President-elect Donald Trump said Monday that Robert F. Kennedy Jr., his pick to lead HHS, wouldn’t be “radical” in his health policies — a concern for many Senate Republicans who will decide his confirmation.
“I think he’s going to be much less radical than you would think,” Trump said during a news conference at Mar-a-Lago. “He’s going to have an open mind, or I wouldn’t have put him there.”
But in the same press conference, Trump suggested he was open to Kennedy’s more radical ideas, and dodged a question about whether he believes vaccines cause autism, a claim research has repeatedly debunked.
“We’re looking to find out,” he said, later suggesting pesticides, also a target of Kennedy, could be leading to rising autism diagnoses. “Something bad’s happening.”
Trump wouldn’t back long-standing vaccines for children going to school, either.
“I don’t like mandates,” he said.
But on the polio vaccine? “I’m a big believer in it,” Trump said. “You’re not going to lose the polio vaccine.”
Why it matters: Trump’s comments come as Kennedy is set to meet with Senate Republicans this week about his nomination. Some lawmakers have signaled concern about Kennedy’s views, especially his vaccine skepticism and misinformation.
Trump previously softened Kennedy’s position that the regulatory agencies need significant reforms, saying his nominee wouldn’t upset the current system and would work with the pharmaceutical industry.
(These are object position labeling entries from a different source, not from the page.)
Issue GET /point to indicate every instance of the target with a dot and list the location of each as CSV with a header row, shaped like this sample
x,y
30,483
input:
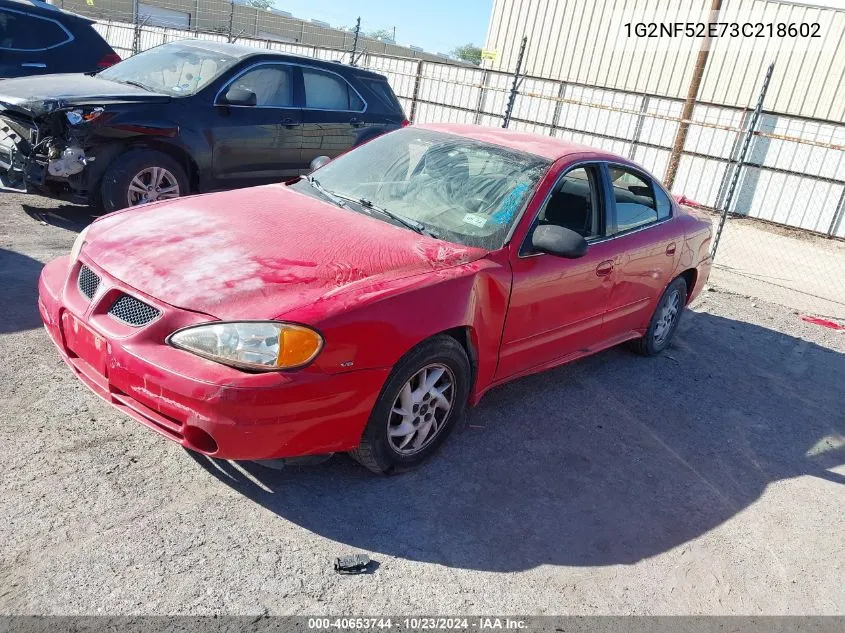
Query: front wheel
x,y
418,407
664,321
140,176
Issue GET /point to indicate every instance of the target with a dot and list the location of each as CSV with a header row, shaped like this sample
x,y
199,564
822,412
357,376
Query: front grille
x,y
132,311
88,281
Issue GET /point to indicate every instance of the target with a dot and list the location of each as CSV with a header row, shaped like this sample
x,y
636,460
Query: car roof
x,y
245,52
546,146
38,7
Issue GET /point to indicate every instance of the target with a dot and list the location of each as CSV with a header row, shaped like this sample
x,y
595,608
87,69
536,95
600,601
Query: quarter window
x,y
664,205
272,85
635,202
25,32
326,91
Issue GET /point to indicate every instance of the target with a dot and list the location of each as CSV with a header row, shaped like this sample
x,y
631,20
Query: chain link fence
x,y
782,239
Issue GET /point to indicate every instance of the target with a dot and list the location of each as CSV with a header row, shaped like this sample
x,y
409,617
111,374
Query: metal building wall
x,y
569,40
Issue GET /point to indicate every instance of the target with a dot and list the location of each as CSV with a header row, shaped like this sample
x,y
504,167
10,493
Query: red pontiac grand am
x,y
362,308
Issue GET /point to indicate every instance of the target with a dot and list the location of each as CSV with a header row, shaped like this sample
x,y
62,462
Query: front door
x,y
557,304
333,117
259,143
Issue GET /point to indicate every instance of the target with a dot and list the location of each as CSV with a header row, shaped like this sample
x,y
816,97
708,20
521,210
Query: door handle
x,y
605,268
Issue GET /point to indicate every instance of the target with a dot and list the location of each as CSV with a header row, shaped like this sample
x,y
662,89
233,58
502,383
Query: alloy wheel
x,y
151,184
421,409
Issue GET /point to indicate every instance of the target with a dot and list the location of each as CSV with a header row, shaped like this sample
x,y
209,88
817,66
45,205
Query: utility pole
x,y
516,81
355,41
692,96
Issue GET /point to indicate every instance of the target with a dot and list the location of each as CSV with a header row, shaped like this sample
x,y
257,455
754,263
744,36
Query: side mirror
x,y
319,162
558,241
239,96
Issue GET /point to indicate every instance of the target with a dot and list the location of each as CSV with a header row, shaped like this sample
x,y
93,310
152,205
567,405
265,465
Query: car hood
x,y
38,95
259,253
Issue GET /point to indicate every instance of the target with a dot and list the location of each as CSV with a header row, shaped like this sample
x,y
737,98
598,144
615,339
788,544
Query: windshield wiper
x,y
137,84
415,226
328,194
408,222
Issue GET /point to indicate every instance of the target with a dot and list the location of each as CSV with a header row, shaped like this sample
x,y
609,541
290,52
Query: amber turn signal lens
x,y
297,346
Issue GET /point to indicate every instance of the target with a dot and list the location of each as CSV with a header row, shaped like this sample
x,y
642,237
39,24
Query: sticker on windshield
x,y
510,205
476,219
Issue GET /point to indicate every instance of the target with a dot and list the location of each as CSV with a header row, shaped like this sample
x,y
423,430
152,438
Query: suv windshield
x,y
175,69
459,189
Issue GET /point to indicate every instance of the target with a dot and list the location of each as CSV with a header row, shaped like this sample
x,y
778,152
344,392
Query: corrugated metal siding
x,y
568,40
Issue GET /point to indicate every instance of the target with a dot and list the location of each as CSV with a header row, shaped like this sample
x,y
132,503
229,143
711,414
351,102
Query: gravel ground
x,y
709,480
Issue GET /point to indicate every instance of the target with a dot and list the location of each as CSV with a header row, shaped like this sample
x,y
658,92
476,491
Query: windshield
x,y
458,189
175,69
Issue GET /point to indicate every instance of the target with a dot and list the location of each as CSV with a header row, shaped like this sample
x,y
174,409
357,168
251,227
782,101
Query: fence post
x,y
743,154
638,128
416,93
231,19
561,93
136,35
692,95
516,82
355,41
482,94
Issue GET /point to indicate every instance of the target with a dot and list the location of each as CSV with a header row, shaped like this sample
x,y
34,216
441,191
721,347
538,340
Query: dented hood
x,y
42,94
259,253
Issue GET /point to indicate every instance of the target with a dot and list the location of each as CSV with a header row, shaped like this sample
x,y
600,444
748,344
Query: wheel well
x,y
177,154
690,276
462,335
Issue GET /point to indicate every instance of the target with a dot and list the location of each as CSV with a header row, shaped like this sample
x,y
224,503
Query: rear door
x,y
262,143
30,44
647,243
333,114
557,305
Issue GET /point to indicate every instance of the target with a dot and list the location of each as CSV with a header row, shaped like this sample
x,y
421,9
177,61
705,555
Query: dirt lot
x,y
708,480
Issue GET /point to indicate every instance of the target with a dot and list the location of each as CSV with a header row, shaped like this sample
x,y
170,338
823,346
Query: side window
x,y
272,85
327,91
635,202
25,32
574,203
664,205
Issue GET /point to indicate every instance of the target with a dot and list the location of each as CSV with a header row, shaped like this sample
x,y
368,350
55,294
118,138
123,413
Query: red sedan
x,y
364,307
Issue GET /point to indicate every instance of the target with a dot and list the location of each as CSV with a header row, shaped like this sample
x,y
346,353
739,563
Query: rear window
x,y
386,100
26,32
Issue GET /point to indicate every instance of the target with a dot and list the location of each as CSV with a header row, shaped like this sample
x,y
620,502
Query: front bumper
x,y
203,405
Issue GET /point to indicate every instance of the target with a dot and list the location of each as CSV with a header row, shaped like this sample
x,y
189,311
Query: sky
x,y
438,26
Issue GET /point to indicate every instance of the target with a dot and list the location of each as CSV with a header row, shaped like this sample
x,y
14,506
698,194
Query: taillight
x,y
109,59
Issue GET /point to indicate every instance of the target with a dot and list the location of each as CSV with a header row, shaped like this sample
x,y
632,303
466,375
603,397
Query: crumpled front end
x,y
43,151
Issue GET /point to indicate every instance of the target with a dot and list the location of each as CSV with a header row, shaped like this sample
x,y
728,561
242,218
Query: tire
x,y
657,337
380,449
115,186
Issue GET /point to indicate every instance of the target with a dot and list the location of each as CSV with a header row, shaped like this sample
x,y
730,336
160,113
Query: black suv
x,y
185,117
37,38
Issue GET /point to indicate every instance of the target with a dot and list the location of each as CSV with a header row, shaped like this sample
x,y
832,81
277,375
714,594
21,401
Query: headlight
x,y
77,245
256,345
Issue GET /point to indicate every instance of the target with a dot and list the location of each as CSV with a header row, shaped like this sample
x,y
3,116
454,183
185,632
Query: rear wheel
x,y
140,176
418,407
664,321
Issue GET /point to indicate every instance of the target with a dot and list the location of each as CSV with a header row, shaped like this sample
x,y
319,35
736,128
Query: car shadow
x,y
605,461
18,292
71,217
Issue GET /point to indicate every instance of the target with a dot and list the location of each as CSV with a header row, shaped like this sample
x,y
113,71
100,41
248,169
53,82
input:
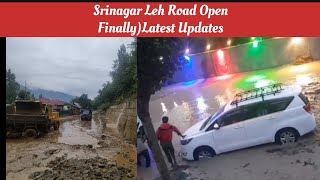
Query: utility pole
x,y
25,89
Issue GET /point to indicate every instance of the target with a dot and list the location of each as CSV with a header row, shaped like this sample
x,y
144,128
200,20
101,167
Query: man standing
x,y
142,151
164,134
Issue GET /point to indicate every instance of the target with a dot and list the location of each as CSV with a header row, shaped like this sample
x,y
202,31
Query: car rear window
x,y
279,104
211,118
304,98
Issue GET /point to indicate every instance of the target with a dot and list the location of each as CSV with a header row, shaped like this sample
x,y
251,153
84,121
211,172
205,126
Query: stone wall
x,y
124,117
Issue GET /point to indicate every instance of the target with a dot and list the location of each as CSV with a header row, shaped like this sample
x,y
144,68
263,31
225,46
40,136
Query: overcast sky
x,y
70,65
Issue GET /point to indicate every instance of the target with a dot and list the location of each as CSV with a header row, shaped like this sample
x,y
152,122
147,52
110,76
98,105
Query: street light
x,y
255,44
297,40
229,42
208,47
220,54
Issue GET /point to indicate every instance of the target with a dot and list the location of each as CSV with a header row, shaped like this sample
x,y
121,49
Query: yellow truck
x,y
30,118
54,116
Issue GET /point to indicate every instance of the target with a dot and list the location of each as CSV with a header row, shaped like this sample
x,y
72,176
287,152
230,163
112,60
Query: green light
x,y
255,78
264,82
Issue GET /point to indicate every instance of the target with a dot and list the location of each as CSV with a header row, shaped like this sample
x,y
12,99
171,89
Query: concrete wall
x,y
242,58
123,117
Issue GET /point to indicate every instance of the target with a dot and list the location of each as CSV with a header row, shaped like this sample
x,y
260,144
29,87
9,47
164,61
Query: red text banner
x,y
159,19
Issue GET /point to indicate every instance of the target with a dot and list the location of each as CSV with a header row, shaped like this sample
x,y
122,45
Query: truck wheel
x,y
31,133
56,125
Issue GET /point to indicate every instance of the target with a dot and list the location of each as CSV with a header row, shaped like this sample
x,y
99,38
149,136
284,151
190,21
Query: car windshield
x,y
213,117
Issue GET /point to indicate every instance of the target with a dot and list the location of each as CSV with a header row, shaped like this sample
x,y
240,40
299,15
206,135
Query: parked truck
x,y
29,118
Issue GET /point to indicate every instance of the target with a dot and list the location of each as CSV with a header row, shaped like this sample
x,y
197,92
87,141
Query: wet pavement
x,y
187,103
76,141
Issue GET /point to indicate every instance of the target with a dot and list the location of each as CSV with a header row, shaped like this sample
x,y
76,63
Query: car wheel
x,y
287,136
31,133
203,153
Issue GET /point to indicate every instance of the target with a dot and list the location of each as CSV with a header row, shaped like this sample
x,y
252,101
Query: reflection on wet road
x,y
74,139
187,103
As an example, Trump said Monday that in an earlier meeting with Kennedy, CMS nominee Mehmet Oz and pharmaceutical executives spent more time on drug costs than anything else.
On that front, the president-elect said he would target pharmaceutical “middlemen,” the shorthand policymakers have used recently in their push to further regulate pharmacy benefit managers. PBMs negotiate drug prices for insurers and employers.
“We’re going to knock out the middleman,” Trump said. “I don’t know who these middlemen are, but they are rich as hell.”
What’s next: Trump said policy changes wouldn’t happen quickly, saying he wanted to see data Kennedy brings to him on vaccines.